Body Positivity: Let Go of Food Guilt

Add heading (3).png

Hello, World.

You know a phrase I say that I hate? “If I eat x, I definitely HAVE to go to the gym.” Honestly, few phrases irk me more than expressing guilt for eating something. You know what else this phrase does, aside from letting everyone know you eat responsibly and care about your figure? It makes you feel like you cannot eat sweets or carbs without feeling guilty. This is wrong and I’d like to proffer the suggestion that we, as a society, let go of food guilt. Kelsey Damassa, of Boston College, writing for HerCampus, wrote an article entitled “The New Eating Disorder You Might Not Realize You Have: Food Guilt.” The article chronicles what food guilt is, address the origins of food guilt, and offers solutions for combating food guilt. It’s a good read, and I suggest you read it once you finish reading this post.

What I’d like to talk about is more how I’ve seen food guilt manifest in my own life, how I’ve recognized it, how I’ve exacerbated the guilt, and how I’ve been working to overcome guilt associated with eating a few extra sour gummy worms or cookies. To begin, I’d like to say I’ve always struggled with my body.  I’ve never been overly thrilled with my body, and I’ve spent countless hours beating myself up over the way my body is. This is only natural given the unattainable standards of beauty we see daily. In college, I lost a bunch of weight really quickly (by cutting out gluten and dairy, both of which do not react well with my body). I felt good about my body for the first time. Then I got to law school and gained all the lost weight back and then some. Enter punishing thoughts and despair as my clothes started to fit tighter. But here’s the thing: intense stress makes you gain weight. I’m a stress eater, and when I’m stressed I crave sugar and carbs, which do not nourish my body.

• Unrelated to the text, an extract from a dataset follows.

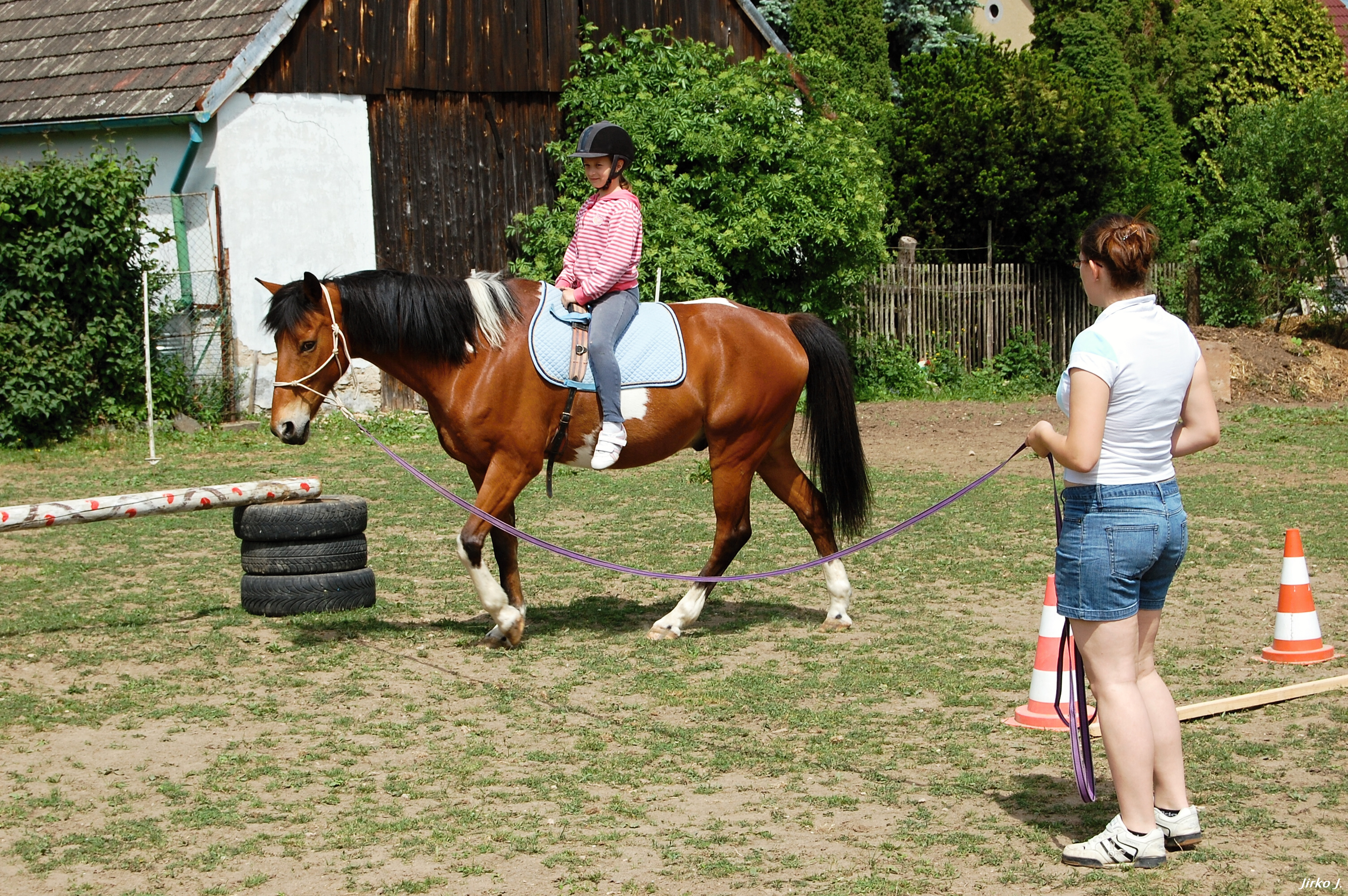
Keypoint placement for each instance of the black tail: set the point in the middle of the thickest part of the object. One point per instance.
(836, 459)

Anyway, as I reached for a bag of M&Ms or ate the dinner rolls while out with friends, I could feel that voice, you know, the one that tells us we shouldn’t eat that or we’ll get fat, creeping back in. So, to combat my eating shifts, I started going to the gym. Then, in conversation, I would hear myself saying, “Oh, yeah, let’s eat ice cream, but we have to go to the gym tomorrow.” Why did I feel the need to say, out loud, that if I had ice cream I had to go to the gym? I know some people say they do this to remind themselves to be healthy, but I think it creates an uncomfortable, often uneasy feeling. Even if the “we have to go to the gym,” is meant as a personal reminder, think about how the other person perceives it. This essentially means that the other person can eat that and not go to the gym, but if they do that, they’re making a bad choice, being unhealthy, the list goes on. Watching what you eat, making healthy choices, and avoiding things that don’t nourish your body is all totally fine. However, when guilt seeps in every time you make a choice to eat a given food, that’s no longer healthy. Restricting your food or having a negative relationship with your food is a cause of eating disorders.

If you begin seeing food as the enemy — you know, thinking that cookie will make you fat or that the candy bar translates directly into minutes at the gym — you’re not helping yourself. I know this because I’m a veteran of food guilt. Every time I eat something “unhealthy,” I feel the guilt. I know I’ll have to put extra time in at the gym, I know it’ll go straight to my hips. BUT, the thing is, feeling guilty doesn’t stop me from enjoying a cookie in the moment. It’s the guilt that comes after that sucks. Still, one cookie is not going to change much. I’ve told some of my friends this many a time. “One cookie, piece of pie, a bag of popcorn, etc. isn’t going to kill you.” The issue is my response mirrors the all or nothing mentality that their “I have to go to the gym if I eat this” carries. The way to combat this is to let go of food guilt. Make decisions based on what makes you feel good, but if you want the cookie, eat the damn cookie, and let it go. That doesn’t mean you can’t go to the gym after, but it means you hold the power, not the cookie.

Body positivity is one of the hardest things to embrace. We all have things we wish were bigger, smaller, better, stronger, etc. However, you only have one body and it’s important to treat it well. Stop telling it that one cookie or dessert will always mean two hours on an elliptical. The best way to embrace body positivity is to aim for healthy, but refusing to let one indulgence give you so much guilt.

What are your experiences with food guilt and how have you combatted it?